Well, getting back to spinning my wheels regarding this prepetrator, triggered my reasoning for writing about abuse. As it’s not something that I thought what like taking a magic wAnd and waving it over someone’s saying saying your cured or your free. Behavior is not that easy to change. My niece and me we still seek out therapy and I still refer people to therapy. 

But the world isn’t that simple. Our energies are here to elevate each other. This task isn’t meant to be easy. In all the Sundance songs or sacred songs this task is mentioned. For some, it’s only a season, for some it’s a lifetime of exploitation and for others it’s a way of life. I tend to realize we are a warrior society. Each one has a task to keep each other moving forward. 

My understand is what doesn’t help me seeking out the forces of truth, love and soul is blocking our purpose here. So, whether you think this NCH (ChaskingHisHorse) is gifted. Only you can judge for yourself. As for me, he’s a psychopath who owns his women. If our society is so distorted in human deviancy that we elevate a pedophile into a sacred state then what does that say about protecting our most vulnerable. 

Genocide created such despicable humans who morphed into dangerous predators that our indigenous men cannot go out and capture them. Our societies protected us from such shape shifters. I truly believe we are not lost souls rather sleeping gaints waiting to be awaken. We do this by becoming educated and by protecting those we love and those who love us. 

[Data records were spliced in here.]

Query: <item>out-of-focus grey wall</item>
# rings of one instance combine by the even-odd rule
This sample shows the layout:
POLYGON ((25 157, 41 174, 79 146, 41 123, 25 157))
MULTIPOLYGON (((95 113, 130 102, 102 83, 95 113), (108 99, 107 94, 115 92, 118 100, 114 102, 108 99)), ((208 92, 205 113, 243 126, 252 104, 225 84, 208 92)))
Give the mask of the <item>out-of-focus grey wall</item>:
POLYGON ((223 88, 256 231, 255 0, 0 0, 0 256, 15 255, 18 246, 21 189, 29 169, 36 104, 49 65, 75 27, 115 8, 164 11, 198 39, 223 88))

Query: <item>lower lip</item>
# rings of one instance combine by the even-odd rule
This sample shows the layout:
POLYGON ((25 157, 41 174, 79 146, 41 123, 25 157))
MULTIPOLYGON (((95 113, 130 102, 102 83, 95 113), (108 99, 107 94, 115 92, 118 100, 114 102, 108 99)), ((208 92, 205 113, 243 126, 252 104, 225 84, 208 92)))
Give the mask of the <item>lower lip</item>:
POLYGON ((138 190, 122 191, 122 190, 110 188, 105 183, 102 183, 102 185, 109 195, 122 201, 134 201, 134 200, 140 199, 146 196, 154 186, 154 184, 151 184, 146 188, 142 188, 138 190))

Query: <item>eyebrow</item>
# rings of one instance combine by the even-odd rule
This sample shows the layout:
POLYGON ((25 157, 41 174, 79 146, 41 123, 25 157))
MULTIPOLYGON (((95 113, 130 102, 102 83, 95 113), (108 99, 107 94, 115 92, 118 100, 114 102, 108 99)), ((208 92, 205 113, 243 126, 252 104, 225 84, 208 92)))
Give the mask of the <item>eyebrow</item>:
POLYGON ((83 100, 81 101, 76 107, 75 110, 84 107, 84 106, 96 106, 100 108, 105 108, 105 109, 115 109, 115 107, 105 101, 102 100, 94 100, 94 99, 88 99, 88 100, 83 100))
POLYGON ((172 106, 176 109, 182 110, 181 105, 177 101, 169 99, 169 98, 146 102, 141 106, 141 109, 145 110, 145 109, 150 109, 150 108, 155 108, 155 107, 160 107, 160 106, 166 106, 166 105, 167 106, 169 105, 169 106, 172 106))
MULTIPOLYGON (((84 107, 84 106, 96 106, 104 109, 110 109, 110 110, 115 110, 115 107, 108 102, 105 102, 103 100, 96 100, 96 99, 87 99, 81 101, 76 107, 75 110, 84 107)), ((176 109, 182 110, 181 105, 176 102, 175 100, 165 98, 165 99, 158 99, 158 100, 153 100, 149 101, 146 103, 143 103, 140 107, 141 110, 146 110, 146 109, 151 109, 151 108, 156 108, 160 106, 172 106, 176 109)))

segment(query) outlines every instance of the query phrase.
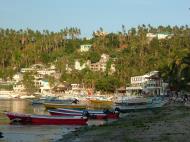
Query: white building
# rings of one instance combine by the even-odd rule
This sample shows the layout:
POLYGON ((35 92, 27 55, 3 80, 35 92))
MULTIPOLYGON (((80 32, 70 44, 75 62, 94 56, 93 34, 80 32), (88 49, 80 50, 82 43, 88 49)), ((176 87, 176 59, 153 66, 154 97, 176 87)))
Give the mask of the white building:
POLYGON ((80 52, 88 52, 92 47, 91 44, 85 44, 80 46, 80 52))
POLYGON ((21 73, 33 72, 33 71, 39 71, 39 70, 43 70, 43 69, 45 69, 44 65, 42 65, 42 64, 33 64, 29 68, 22 68, 20 72, 21 73))
POLYGON ((34 68, 22 68, 20 72, 25 73, 25 72, 33 72, 33 71, 35 71, 34 68))
POLYGON ((102 54, 99 62, 97 63, 90 63, 89 68, 93 71, 101 71, 105 72, 107 67, 107 62, 109 61, 109 55, 102 54))
POLYGON ((40 93, 51 93, 51 86, 48 81, 40 80, 40 93))
POLYGON ((75 69, 76 70, 83 70, 86 68, 86 63, 83 63, 82 65, 80 64, 80 62, 78 60, 75 60, 75 69))
POLYGON ((55 73, 55 70, 44 69, 44 70, 38 70, 37 73, 41 75, 52 75, 55 73))
MULTIPOLYGON (((88 63, 87 66, 92 71, 105 72, 107 69, 107 63, 110 59, 110 56, 107 54, 102 54, 100 60, 97 63, 88 63)), ((110 69, 108 70, 110 74, 113 74, 116 71, 115 64, 112 63, 110 69)))
POLYGON ((166 38, 171 38, 172 34, 168 34, 168 33, 147 33, 146 37, 151 41, 153 38, 157 38, 158 40, 161 39, 166 39, 166 38))
POLYGON ((23 74, 21 74, 21 73, 15 74, 15 75, 13 76, 13 80, 14 80, 15 82, 20 82, 21 80, 23 80, 23 74))
POLYGON ((142 76, 131 77, 131 87, 126 90, 140 91, 145 94, 163 95, 166 83, 159 76, 158 71, 151 71, 142 76))
POLYGON ((18 82, 15 85, 13 85, 13 91, 16 93, 24 92, 25 87, 22 82, 18 82))
POLYGON ((157 34, 158 39, 166 39, 166 38, 170 38, 170 34, 166 34, 166 33, 158 33, 157 34))
POLYGON ((71 92, 72 94, 80 94, 84 90, 81 84, 71 84, 71 92))

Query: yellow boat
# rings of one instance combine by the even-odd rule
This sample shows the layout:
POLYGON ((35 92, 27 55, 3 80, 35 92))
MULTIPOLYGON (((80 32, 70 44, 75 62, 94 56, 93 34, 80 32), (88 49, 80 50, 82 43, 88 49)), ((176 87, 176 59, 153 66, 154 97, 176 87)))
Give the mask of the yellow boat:
POLYGON ((110 100, 90 99, 89 101, 93 105, 113 105, 113 101, 110 100))
POLYGON ((111 109, 113 104, 113 101, 110 100, 90 99, 88 107, 93 109, 111 109))
POLYGON ((56 108, 68 108, 68 109, 86 109, 86 105, 80 104, 56 104, 56 103, 44 103, 46 109, 56 108))

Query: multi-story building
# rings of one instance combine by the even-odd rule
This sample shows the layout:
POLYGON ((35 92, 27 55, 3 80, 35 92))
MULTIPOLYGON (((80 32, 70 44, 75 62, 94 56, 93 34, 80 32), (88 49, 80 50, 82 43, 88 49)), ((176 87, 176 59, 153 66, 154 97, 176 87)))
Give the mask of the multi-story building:
POLYGON ((109 61, 109 58, 110 58, 109 55, 102 54, 99 62, 97 62, 97 63, 90 63, 89 64, 89 68, 92 71, 105 72, 106 71, 106 67, 107 67, 107 62, 109 61))
POLYGON ((42 64, 34 64, 30 68, 22 68, 21 73, 15 74, 13 79, 15 80, 15 85, 13 86, 14 92, 23 92, 26 91, 24 84, 22 83, 23 74, 26 72, 35 72, 31 74, 34 76, 34 85, 37 87, 37 93, 50 92, 51 87, 48 81, 44 81, 44 77, 54 76, 56 74, 55 66, 51 65, 50 68, 45 68, 42 64))
POLYGON ((167 85, 159 76, 159 72, 151 71, 142 76, 131 77, 131 87, 127 87, 126 90, 151 95, 163 95, 166 87, 167 85))

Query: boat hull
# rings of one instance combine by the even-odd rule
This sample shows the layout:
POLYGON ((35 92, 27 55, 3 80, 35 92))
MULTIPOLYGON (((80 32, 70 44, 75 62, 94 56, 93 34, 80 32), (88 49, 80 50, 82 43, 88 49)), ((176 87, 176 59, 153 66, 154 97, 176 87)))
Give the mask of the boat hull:
POLYGON ((167 101, 162 101, 158 103, 150 103, 150 104, 143 104, 143 105, 120 105, 116 106, 120 112, 133 112, 133 111, 143 111, 143 110, 151 110, 151 109, 158 109, 163 107, 167 101))
POLYGON ((86 115, 90 119, 118 119, 119 113, 103 111, 79 111, 69 109, 48 110, 53 116, 84 116, 86 115))
POLYGON ((12 122, 34 125, 86 125, 88 119, 83 117, 59 117, 48 115, 30 115, 20 113, 5 113, 12 122))
POLYGON ((32 124, 35 125, 86 125, 87 119, 82 117, 78 118, 65 118, 54 116, 31 116, 32 124))
POLYGON ((89 102, 91 104, 96 104, 96 105, 113 105, 113 101, 105 101, 105 100, 93 100, 90 99, 89 102))
POLYGON ((56 108, 70 108, 70 109, 86 109, 86 105, 78 104, 56 104, 56 103, 44 103, 46 109, 56 109, 56 108))
POLYGON ((12 122, 23 122, 23 123, 31 122, 31 117, 30 117, 31 115, 29 114, 10 113, 10 112, 5 112, 5 114, 12 122))
POLYGON ((113 107, 113 101, 107 101, 107 100, 95 100, 90 99, 89 101, 89 108, 92 109, 111 109, 113 107))

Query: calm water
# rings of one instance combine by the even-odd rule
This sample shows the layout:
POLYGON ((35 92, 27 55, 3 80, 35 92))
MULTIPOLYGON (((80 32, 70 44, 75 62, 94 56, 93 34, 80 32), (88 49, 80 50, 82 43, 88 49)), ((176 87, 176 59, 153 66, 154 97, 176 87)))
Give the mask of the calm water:
MULTIPOLYGON (((0 132, 4 138, 0 142, 52 142, 80 126, 10 125, 3 111, 32 114, 48 114, 43 105, 31 105, 29 100, 0 100, 0 132)), ((89 121, 89 125, 99 125, 104 121, 89 121)))
POLYGON ((2 113, 3 111, 48 114, 43 105, 31 105, 30 100, 0 100, 0 125, 9 123, 8 118, 2 113))

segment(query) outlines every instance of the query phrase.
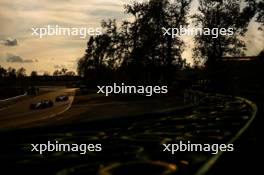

I was full of anger and rage when I started writing over ten years ago. It brought so many memories of being a teen. I felt alone and unable to protect myself. Seeing girls being hurt triggered feelings I had kept hidden. Writing related any anger or rage and I believe as I dealt with being raped. Seeing the surviving rapist go to prison, knowing I wasn’t doing this service out of revenge rather doing it for myself. I think that’s the key. As difficult as it is revengeful feelings are just that and nothing more. 

I’ve had time to reflect back on all the famous indigenous people I’ve met and know. In all my decades walking on Mother Earth anger and rage is a normal human feeling. It’s like surfing on a wave once your on the wave you must ride it through. those who took their anger and rage turning it into revenge are still falling off their surfboard before completing their ride.